- Directed by: Tel K. Ganesan
- Written by: Tel K. Ganesan
- Produced by: Tel K. Ganesan
- Starring: Brandon T. Jackson Jay "Jeezy" Jenkins Clifton Powell Omar Gooding
- Music by: Various artists
- Production company: Kyyba Films
- Distributed by: Anchored Lens Kyyba Films
- Release date: December 13, 2024;
- Country: United States
- Language: English

= Trap City =

Trap City is an American independent crime drama film written, directed, and produced by Tel K. Ganesan. The film stars Brandon T. Jackson, Jay "Jeezy" Jenkins, Clifton Powell, and Omar Gooding. It follows an aspiring rapper (DeShawn) who becomes entangled in the drug trade just as his music career begins to gain national attention.
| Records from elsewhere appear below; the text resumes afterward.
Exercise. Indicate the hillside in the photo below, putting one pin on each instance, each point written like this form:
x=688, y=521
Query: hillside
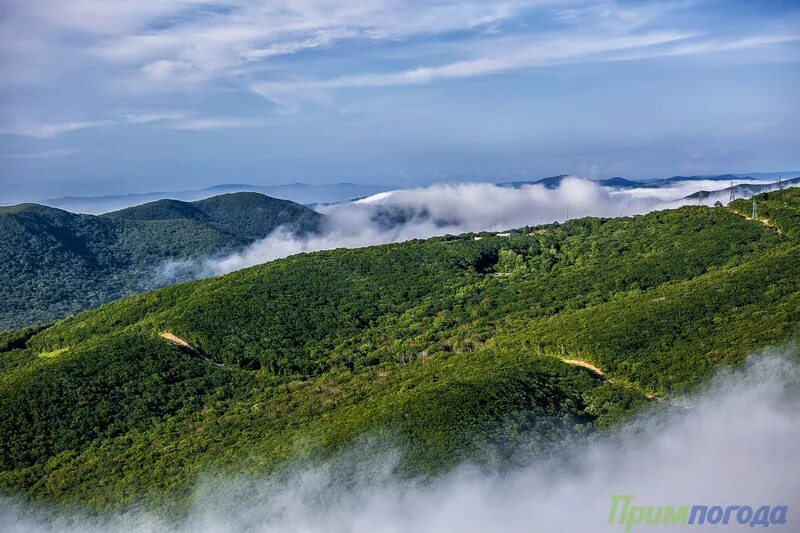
x=53, y=263
x=445, y=349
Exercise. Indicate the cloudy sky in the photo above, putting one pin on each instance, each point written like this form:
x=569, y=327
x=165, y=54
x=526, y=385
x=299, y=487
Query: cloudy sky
x=110, y=96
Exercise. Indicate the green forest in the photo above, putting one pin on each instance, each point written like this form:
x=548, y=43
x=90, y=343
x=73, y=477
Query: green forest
x=54, y=263
x=448, y=349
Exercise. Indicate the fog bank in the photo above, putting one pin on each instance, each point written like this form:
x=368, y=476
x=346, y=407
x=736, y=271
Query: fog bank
x=735, y=443
x=446, y=209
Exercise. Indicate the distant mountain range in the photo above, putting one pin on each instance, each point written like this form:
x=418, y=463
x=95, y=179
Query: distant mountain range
x=746, y=189
x=554, y=182
x=302, y=193
x=317, y=195
x=53, y=263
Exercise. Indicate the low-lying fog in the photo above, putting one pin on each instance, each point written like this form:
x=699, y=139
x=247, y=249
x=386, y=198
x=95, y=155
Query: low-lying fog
x=447, y=209
x=735, y=443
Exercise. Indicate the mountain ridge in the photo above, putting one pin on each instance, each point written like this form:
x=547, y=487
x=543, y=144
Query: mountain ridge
x=55, y=262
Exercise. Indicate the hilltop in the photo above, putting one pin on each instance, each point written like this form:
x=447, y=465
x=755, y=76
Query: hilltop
x=53, y=263
x=444, y=348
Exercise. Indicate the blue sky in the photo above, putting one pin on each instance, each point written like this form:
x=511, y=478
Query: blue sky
x=102, y=97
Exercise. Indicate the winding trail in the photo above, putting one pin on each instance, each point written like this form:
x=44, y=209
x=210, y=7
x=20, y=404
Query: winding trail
x=589, y=366
x=177, y=341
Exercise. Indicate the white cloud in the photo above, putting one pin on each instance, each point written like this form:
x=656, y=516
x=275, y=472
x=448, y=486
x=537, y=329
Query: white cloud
x=175, y=120
x=441, y=209
x=43, y=154
x=46, y=131
x=199, y=124
x=735, y=443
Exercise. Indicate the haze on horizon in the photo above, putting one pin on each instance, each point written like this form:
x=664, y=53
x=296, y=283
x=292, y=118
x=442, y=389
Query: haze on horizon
x=103, y=97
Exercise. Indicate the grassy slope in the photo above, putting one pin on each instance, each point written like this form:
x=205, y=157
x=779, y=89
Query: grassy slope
x=53, y=263
x=443, y=346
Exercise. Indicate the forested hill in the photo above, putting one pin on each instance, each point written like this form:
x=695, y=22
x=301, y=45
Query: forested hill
x=445, y=348
x=53, y=263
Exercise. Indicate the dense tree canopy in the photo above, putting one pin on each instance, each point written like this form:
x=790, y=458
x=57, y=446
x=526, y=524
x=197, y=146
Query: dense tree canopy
x=446, y=348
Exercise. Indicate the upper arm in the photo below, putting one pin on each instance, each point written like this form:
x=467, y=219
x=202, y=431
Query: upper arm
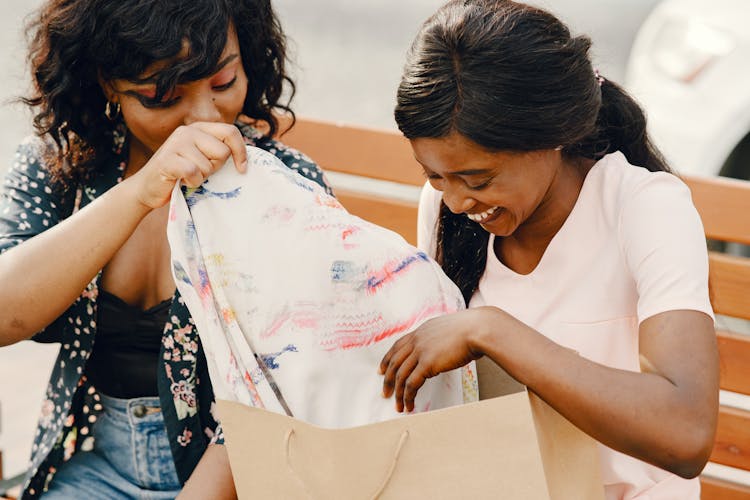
x=665, y=248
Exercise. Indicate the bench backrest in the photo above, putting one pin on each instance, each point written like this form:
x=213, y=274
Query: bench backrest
x=376, y=177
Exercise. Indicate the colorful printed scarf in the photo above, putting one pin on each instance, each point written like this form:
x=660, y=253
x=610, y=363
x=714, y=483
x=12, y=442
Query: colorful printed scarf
x=295, y=332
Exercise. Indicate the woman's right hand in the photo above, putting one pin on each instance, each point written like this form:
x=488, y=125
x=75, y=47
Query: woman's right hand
x=190, y=154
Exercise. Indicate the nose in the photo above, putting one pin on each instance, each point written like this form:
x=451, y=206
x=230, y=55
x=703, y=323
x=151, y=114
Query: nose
x=457, y=200
x=202, y=109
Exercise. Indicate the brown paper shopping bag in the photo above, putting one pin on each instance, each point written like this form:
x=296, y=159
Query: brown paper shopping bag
x=513, y=447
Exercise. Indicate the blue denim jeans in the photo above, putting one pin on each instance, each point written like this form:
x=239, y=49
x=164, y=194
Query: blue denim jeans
x=131, y=458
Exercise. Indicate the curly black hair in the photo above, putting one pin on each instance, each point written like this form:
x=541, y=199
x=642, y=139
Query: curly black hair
x=75, y=43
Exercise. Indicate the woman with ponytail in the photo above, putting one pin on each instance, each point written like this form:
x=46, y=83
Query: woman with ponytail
x=581, y=257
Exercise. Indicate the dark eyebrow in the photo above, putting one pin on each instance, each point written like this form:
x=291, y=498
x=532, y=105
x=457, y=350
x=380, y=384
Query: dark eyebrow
x=476, y=171
x=154, y=77
x=462, y=173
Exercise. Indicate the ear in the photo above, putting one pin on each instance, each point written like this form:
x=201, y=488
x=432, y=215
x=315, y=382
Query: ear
x=108, y=88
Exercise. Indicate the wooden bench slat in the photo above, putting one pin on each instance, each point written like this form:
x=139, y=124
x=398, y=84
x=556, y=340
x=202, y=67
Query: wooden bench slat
x=378, y=154
x=734, y=357
x=718, y=489
x=724, y=205
x=729, y=284
x=732, y=444
x=396, y=215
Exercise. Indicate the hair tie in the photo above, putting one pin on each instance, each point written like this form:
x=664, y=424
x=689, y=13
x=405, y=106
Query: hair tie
x=598, y=76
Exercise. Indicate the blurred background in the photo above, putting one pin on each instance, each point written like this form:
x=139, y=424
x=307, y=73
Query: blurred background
x=347, y=57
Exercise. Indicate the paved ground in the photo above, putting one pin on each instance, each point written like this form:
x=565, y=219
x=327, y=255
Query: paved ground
x=349, y=55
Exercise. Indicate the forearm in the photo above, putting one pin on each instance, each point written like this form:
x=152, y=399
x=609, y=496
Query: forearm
x=212, y=477
x=644, y=415
x=49, y=271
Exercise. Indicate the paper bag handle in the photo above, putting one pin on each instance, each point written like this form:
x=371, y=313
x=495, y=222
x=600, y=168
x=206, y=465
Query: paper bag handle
x=383, y=483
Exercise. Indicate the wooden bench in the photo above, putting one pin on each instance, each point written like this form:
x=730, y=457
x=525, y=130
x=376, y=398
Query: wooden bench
x=376, y=177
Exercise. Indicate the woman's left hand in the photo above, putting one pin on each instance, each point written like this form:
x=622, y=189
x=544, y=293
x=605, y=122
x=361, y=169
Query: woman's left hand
x=438, y=345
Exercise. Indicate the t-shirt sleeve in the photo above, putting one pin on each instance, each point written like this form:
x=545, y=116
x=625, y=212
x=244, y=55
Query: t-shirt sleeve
x=427, y=219
x=665, y=247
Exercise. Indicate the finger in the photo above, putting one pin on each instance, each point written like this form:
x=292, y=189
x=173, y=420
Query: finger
x=404, y=371
x=208, y=146
x=415, y=381
x=391, y=370
x=231, y=137
x=393, y=350
x=188, y=171
x=193, y=155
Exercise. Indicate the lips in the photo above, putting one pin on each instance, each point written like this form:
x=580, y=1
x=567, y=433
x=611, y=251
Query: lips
x=486, y=216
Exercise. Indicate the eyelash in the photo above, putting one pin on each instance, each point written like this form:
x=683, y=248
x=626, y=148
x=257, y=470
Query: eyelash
x=152, y=104
x=481, y=186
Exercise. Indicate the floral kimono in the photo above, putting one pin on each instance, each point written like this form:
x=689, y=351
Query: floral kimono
x=31, y=203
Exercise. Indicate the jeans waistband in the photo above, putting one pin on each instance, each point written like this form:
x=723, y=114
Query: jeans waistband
x=133, y=410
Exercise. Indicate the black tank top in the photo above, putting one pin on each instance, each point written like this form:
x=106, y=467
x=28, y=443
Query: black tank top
x=125, y=356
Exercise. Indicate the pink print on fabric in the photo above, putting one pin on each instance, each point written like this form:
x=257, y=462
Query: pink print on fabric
x=296, y=301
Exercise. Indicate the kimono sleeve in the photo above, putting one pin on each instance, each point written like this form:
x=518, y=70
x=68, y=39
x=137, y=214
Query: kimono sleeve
x=30, y=202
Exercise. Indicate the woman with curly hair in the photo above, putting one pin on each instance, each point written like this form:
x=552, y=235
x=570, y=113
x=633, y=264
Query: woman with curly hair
x=131, y=96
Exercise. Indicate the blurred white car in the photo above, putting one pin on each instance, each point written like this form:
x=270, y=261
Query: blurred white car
x=690, y=69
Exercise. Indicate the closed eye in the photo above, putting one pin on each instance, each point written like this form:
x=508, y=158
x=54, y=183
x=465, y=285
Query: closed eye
x=482, y=185
x=227, y=85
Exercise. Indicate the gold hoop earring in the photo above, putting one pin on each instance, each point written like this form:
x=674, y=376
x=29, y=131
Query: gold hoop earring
x=112, y=115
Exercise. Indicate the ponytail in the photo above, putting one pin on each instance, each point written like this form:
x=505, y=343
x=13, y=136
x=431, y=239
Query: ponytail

The film premiered theatrically on December 13, 2024, and later achieved wider recognition after becoming the #1 trending film on the STARZ streaming platform in 2025.

== Plot ==
Deshawn, a talented but struggling rapper, works as a runner for a powerful drug dealer while trying to break into the music industry. When one of his songs unexpectedly goes viral, he is arrested on drug charges and offered a plea deal to testify against his former boss. As Deshawn navigates newfound fame, threats from the criminal underworld, and guidance from a local pastor, he must decide whether to cooperate with authorities or remain silent at the cost of his future.

== Production ==
Trap City was developed by Tel K. Ganesan through his Detroit-based production company Kyyba Films. Ganesan described the project as an exploration of various forms of "traps," including social, psychological, and economic constraints.

Brandon T. Jackson joined the project as both lead actor and producer, while rapper Jeezy was cast and also served as an executive producer on the film's soundtrack. The production featured a culturally diverse ensemble, including performers from American and Indian cinema.

== Music and soundtrack ==
Music plays a central role in Trap City. The soundtrack was executive-produced by Jay "Jeezy" Jenkins, with music supervision and production led by Ashwin Gane.

Songs featured in the final cut of the film include contributions from Brandon T. Jackson, Lil Reese, TeeCee Rou'Lette, and others. Lil Reese appears on the soundtrack with the tracks "Just Vibin'" and "Clocks".

== Release ==
Trap City premiered in select U.S. theaters on December 13, 2024, with a red-carpet screening in Metro Detroit. Following its theatrical run, the film was released on digital platforms including Amazon Prime Video and Apple TV.

In July 2025, Trap City debuted on STARZ, where it rose to the #1 trending film on the platform.

== Reception ==
Tony Asankomah of GhMovieFreak rated the film 6/10 and wrote, "It might not be entirely a groundbreaking film, but it is a decent drama with moments of intensity and heart".